When you get a blood pressure reading, the clinician always gives you two numbers – “120 over 70,” for example. These numbers correspond to your blood pressure when your heart is contracting (the first number, called systolic blood pressure) and when your heart is relaxing (the second number, diastolic blood pressure). Historically, cardiology guidelines have focused on lowering systolic blood pressure to lessen risk of stroke. But are we ignoring potential consequences of low diastolic blood pressure by focusing so much on systolic blood pressure?
A new study from researchers at McGill University and the University of Toronto suggests that we need to be paying attention to both sides of the blood pressure equation. As part of an open data competition, internal medicine physicians and researchers Dr. Todd Lee (McGill University), Dr. Rodrigo Cavalcanti (Toronto’s University Health Network) and Dr. Emily McDonald (McGill University) organized a team of colleagues to do a secondary analysis of the SPRINT study, a randomized controlled trial that studied the effects of intensive and standard systolic blood pressure targets on cardiovascular outcomes.
The team was interested in the effects of aggressive, or “tight” systolic blood pressure control, on patients’ diastolic blood pressure, and the effects on cardiovascular outcomes. The diastolic period is where the heart’s blood vessels receive blood, so there is concern that lowering the diastolic blood pressure too much may harm the patient, particularly if they have pre-existing heart disease.
“When you lower one blood pressure number, you also lower the other,” said Dr. Lee. He cautioned, “maybe there’s a point at which the harm from lowering diastolic too much outweighs the benefit of lowering systolic blood pressure.”
The researchers wanted to measure specifically the effect of treatment-associated low diastolic blood pressure, so they excluded patients from the sample who already had low diastolic blood pressure when they started the trial. They found that patients in the SPRINT study who developed low diastolic blood pressure as a result of treatment were at increased risk of having the combined outcome of dying or having a heart attack, stroke, heart failure, or other acute coronary syndrome.
Measuring all-cause mortality rather than just cardiovascular mortality was a deliberate decision, to make sure to include potential deaths caused by low blood pressure. “In these big trials, it’s sometimes hard to classify death correctly,” said Lee, “Maybe people who died of low blood pressure didn’t get it measured because they fainted or fell at home, so the cause of death was not attributed to low blood pressure.”
This finding doesn’t mean that we should leave high systolic blood pressure alone. Their findings showed that patients who had tighter systolic blood pressure and normal diastolic blood pressure had the best outcomes. However, it is possible that making the diastolic pressure too low probably took away some of the benefit of tight systolic control, said Lee. Maybe there could have been an even greater benefit to patients if they had stopped reducing systolic blood pressure before the diastolic dropped too low.
What can clinicians do with this information? Dr. McDonald hopes this study will be an impetus for clinicians to talk with patients about finding a balance between the two numbers.
“If I knew it would take a patient several medications to get to 120 and their diastolic blood pressure is already low, I would talk to them about the risks and benefits of tight treatment before just prescribing the medications,” said McDonald. “We want doctors to think about the diastolic blood pressure, and realize that pushing it too low could take away some of the benefits of controlling systolic pressure.”

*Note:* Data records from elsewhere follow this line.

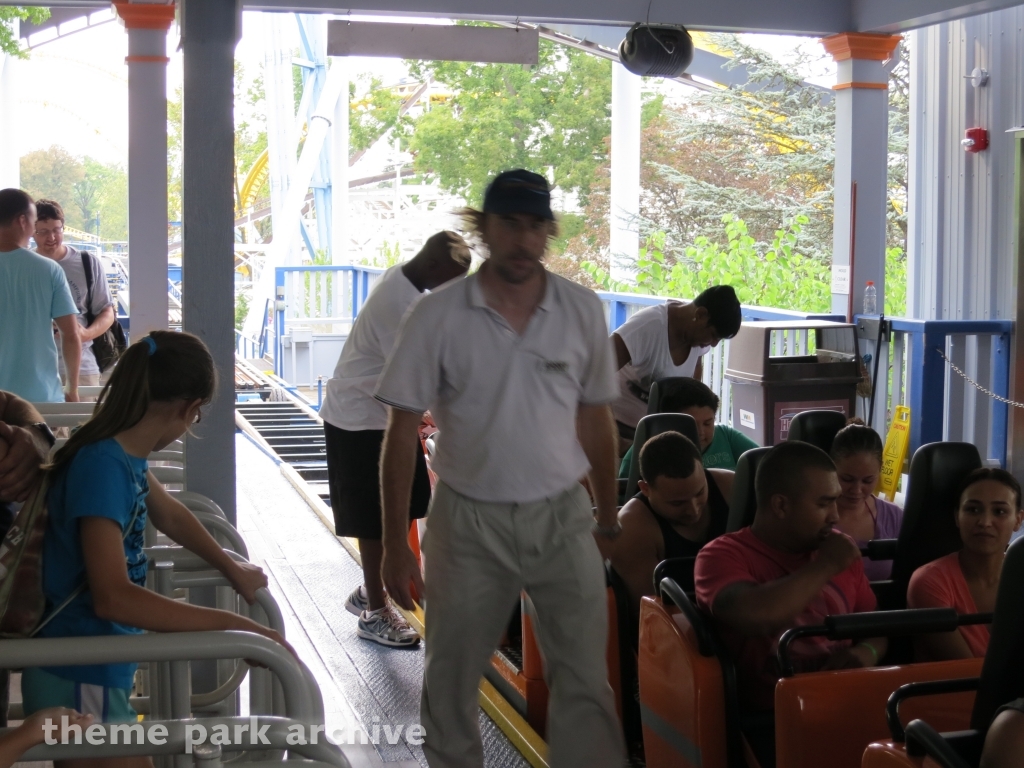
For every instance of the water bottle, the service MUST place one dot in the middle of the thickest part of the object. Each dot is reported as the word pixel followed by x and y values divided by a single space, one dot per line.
pixel 870 298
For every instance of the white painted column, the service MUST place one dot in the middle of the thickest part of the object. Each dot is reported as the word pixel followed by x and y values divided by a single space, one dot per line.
pixel 624 244
pixel 861 159
pixel 281 132
pixel 10 172
pixel 146 25
pixel 339 169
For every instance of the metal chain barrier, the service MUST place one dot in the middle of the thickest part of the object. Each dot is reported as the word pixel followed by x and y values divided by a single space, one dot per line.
pixel 976 385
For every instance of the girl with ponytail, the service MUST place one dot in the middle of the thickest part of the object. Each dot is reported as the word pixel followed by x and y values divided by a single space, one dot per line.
pixel 100 495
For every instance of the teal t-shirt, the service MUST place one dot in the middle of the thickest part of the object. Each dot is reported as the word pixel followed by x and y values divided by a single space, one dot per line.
pixel 726 448
pixel 33 293
pixel 101 481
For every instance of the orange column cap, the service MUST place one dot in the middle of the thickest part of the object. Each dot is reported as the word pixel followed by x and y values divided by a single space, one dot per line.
pixel 145 15
pixel 860 45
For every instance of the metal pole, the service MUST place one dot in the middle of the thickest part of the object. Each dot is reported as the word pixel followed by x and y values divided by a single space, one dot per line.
pixel 624 244
pixel 10 173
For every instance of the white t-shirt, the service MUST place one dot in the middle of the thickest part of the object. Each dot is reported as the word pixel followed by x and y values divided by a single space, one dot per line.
pixel 74 268
pixel 646 338
pixel 349 401
pixel 506 404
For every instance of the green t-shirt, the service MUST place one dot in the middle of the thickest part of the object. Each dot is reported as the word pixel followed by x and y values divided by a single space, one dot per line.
pixel 726 448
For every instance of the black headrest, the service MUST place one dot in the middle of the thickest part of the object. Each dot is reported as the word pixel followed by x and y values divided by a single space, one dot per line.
pixel 1003 674
pixel 680 569
pixel 654 424
pixel 744 501
pixel 929 528
pixel 672 592
pixel 816 427
pixel 656 390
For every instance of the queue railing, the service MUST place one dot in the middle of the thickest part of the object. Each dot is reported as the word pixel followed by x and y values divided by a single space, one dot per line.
pixel 914 360
pixel 301 702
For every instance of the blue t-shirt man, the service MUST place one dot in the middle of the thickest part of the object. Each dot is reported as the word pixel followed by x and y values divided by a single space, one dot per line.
pixel 34 292
pixel 101 481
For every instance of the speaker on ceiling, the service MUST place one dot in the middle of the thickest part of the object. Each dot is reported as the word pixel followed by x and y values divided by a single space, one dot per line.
pixel 656 50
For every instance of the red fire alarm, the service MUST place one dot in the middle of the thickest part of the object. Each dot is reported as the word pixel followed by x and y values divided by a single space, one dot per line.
pixel 975 139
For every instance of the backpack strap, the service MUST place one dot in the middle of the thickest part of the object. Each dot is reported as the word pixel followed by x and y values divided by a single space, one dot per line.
pixel 87 263
pixel 85 583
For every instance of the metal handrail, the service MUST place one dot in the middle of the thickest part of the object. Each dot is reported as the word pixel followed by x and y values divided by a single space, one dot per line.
pixel 215 523
pixel 177 739
pixel 197 502
pixel 302 699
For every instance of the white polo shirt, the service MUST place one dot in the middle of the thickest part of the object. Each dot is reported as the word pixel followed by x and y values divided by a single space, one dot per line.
pixel 506 404
pixel 646 338
pixel 349 400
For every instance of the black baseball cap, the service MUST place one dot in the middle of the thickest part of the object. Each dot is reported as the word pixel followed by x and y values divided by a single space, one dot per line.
pixel 519 192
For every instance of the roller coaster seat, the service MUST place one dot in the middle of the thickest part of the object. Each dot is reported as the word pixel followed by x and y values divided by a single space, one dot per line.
pixel 929 528
pixel 691 716
pixel 679 569
pixel 654 424
pixel 744 503
pixel 1000 681
pixel 817 427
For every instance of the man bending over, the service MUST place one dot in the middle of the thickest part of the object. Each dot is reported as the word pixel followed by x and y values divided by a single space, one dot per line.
pixel 788 568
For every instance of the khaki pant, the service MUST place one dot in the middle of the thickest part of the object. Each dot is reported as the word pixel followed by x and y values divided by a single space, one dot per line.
pixel 478 557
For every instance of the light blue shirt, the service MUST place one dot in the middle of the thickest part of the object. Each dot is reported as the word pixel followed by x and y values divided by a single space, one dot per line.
pixel 33 293
pixel 101 481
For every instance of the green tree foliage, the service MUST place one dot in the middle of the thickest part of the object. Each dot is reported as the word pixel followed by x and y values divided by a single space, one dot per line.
pixel 776 275
pixel 764 153
pixel 555 116
pixel 8 43
pixel 764 157
pixel 374 115
pixel 90 193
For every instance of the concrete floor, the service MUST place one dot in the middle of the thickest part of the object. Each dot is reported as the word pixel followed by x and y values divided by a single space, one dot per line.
pixel 366 686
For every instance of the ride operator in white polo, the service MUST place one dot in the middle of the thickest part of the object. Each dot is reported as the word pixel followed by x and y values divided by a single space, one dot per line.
pixel 515 366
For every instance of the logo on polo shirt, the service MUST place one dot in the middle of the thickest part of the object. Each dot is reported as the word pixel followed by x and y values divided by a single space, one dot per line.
pixel 555 367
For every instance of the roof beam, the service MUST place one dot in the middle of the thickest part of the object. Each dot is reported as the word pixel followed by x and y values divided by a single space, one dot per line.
pixel 782 16
pixel 885 15
pixel 776 16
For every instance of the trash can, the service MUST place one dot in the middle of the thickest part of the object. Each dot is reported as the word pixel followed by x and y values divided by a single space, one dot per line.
pixel 771 383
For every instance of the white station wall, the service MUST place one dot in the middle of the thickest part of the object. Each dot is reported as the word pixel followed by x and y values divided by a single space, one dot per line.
pixel 961 239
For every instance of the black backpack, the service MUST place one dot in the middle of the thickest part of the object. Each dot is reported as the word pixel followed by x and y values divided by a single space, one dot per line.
pixel 109 346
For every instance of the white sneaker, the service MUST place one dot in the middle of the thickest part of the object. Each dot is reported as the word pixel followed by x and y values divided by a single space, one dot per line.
pixel 357 601
pixel 387 627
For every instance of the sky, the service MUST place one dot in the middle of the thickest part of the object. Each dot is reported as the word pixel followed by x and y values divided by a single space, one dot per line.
pixel 74 91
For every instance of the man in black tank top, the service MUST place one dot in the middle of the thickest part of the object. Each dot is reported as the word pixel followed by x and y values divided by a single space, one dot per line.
pixel 681 506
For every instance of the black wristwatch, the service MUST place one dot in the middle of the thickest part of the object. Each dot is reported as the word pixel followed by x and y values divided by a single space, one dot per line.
pixel 44 429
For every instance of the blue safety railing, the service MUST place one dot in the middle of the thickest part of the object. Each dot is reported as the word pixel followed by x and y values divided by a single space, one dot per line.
pixel 943 404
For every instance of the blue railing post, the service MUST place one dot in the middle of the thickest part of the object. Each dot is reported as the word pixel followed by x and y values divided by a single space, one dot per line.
pixel 617 315
pixel 279 315
pixel 1000 385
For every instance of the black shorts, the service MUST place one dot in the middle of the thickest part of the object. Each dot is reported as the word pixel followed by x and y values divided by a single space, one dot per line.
pixel 353 474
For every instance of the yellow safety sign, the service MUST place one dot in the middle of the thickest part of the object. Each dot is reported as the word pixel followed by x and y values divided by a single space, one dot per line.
pixel 897 442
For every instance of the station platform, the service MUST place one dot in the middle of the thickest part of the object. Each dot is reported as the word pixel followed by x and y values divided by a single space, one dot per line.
pixel 364 684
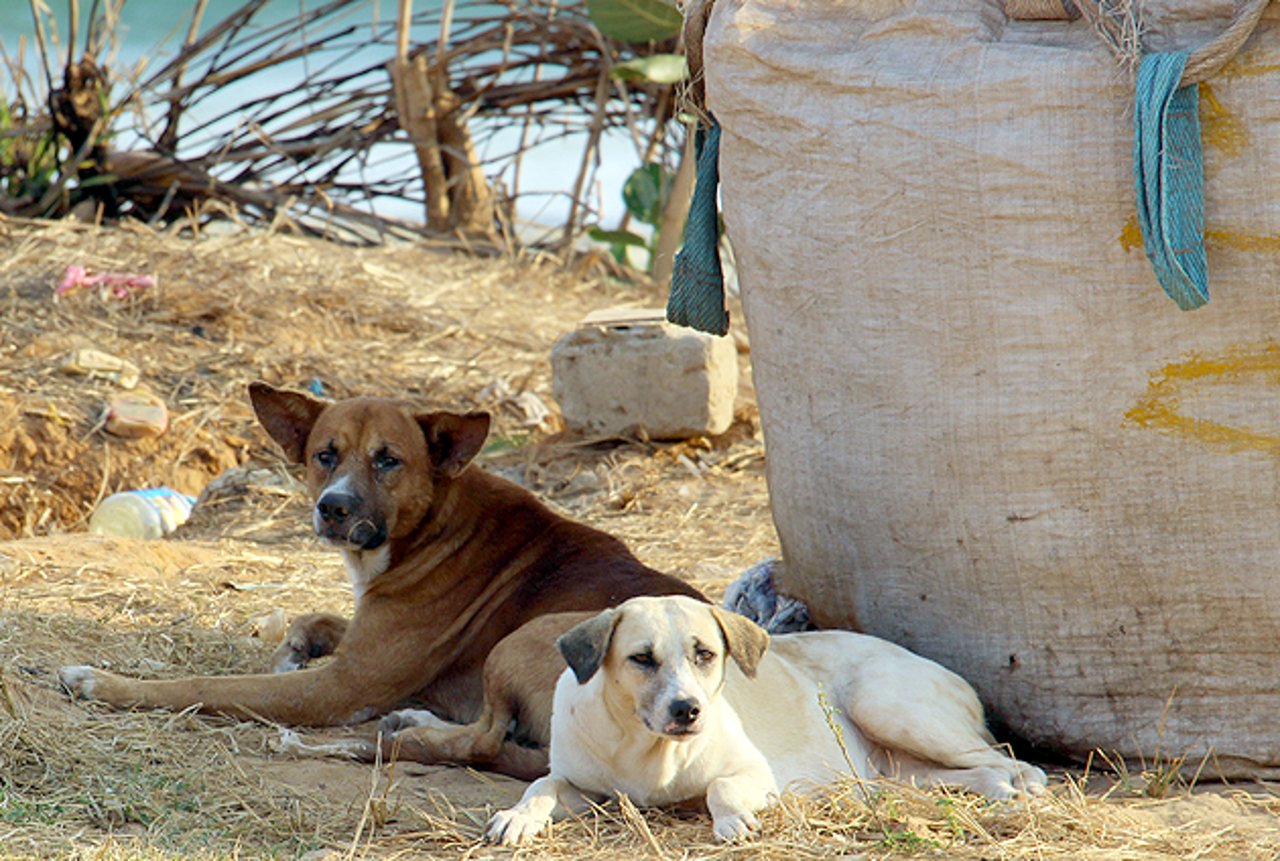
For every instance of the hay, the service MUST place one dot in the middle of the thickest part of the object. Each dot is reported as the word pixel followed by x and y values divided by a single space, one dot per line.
pixel 81 781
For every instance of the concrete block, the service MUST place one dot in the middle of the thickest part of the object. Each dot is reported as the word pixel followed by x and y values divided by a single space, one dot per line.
pixel 625 369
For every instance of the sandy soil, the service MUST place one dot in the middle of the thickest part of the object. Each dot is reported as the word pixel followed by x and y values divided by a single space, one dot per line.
pixel 77 779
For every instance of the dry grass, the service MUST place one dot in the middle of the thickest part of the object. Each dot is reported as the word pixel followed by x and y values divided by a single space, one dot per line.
pixel 81 781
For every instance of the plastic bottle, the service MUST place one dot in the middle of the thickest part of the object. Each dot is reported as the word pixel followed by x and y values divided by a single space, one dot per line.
pixel 141 513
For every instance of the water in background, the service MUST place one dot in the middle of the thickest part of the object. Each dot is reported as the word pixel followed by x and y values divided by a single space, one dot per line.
pixel 154 31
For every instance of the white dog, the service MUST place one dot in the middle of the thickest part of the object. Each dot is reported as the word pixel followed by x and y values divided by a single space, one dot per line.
pixel 650 708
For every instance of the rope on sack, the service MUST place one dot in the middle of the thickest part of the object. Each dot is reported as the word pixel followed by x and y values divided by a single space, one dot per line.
pixel 1119 27
pixel 1168 154
pixel 696 296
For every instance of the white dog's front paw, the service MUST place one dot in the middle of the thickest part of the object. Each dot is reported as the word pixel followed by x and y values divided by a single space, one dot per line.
pixel 736 827
pixel 1031 781
pixel 78 681
pixel 1004 783
pixel 407 719
pixel 515 827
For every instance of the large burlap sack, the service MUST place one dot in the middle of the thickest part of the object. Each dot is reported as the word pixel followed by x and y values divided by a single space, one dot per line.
pixel 991 436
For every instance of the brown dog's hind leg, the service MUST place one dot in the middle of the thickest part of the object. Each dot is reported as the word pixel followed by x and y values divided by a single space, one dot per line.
pixel 512 733
pixel 309 637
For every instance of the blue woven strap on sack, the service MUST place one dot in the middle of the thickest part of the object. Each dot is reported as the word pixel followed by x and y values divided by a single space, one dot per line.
pixel 696 279
pixel 1169 175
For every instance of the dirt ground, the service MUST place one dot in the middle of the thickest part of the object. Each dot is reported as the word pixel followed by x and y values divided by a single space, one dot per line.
pixel 81 781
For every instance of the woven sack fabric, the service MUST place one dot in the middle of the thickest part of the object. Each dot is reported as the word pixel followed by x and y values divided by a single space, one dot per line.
pixel 991 435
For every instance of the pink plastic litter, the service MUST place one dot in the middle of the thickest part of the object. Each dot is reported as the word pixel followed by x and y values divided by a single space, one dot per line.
pixel 109 284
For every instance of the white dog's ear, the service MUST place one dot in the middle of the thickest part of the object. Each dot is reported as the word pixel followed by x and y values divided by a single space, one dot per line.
pixel 745 641
pixel 585 645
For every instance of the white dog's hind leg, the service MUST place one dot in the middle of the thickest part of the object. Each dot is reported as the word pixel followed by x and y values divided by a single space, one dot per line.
pixel 533 813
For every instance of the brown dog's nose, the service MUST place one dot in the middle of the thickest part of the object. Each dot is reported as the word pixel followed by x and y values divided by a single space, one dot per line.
pixel 685 711
pixel 336 507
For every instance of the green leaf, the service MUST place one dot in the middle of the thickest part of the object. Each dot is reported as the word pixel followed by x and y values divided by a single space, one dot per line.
pixel 644 192
pixel 656 68
pixel 617 237
pixel 635 21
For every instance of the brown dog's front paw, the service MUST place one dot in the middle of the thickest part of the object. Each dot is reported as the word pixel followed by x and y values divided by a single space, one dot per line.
pixel 309 637
pixel 78 681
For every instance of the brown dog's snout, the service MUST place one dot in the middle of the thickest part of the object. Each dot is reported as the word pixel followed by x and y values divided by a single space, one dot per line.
pixel 339 516
pixel 336 508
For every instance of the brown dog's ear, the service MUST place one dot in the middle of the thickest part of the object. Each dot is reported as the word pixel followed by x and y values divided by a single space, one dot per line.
pixel 745 641
pixel 453 439
pixel 585 645
pixel 287 416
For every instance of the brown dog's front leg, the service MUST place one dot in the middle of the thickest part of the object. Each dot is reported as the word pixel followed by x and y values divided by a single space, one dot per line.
pixel 309 637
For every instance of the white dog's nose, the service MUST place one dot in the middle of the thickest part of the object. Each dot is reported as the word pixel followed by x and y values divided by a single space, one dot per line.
pixel 685 711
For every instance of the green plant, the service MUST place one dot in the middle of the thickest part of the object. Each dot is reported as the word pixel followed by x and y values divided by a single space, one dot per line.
pixel 645 193
pixel 635 21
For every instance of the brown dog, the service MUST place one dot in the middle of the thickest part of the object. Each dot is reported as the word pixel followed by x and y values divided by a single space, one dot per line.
pixel 462 584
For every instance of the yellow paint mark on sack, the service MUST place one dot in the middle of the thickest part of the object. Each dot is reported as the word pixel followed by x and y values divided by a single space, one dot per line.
pixel 1249 64
pixel 1130 238
pixel 1160 408
pixel 1220 128
pixel 1237 241
pixel 1130 234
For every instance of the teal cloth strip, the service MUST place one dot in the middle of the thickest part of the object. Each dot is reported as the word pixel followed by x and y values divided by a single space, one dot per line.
pixel 696 279
pixel 1169 175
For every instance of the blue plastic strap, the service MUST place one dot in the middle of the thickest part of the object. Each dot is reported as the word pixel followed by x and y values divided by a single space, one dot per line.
pixel 1169 175
pixel 696 279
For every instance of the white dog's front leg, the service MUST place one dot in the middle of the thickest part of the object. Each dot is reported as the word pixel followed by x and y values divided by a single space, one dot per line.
pixel 531 815
pixel 734 801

McDonald and Lee believe there needs to be more research that examines both aspects of blood pressure, so we can get a better idea of the costs and benefits of tight systolic control. “We think this study is an important contribution, but we still don’t know whether the relationship between low diastolic pressure and cardiovascular events is only an association or a cause,” says Lee, “We may need another trial!”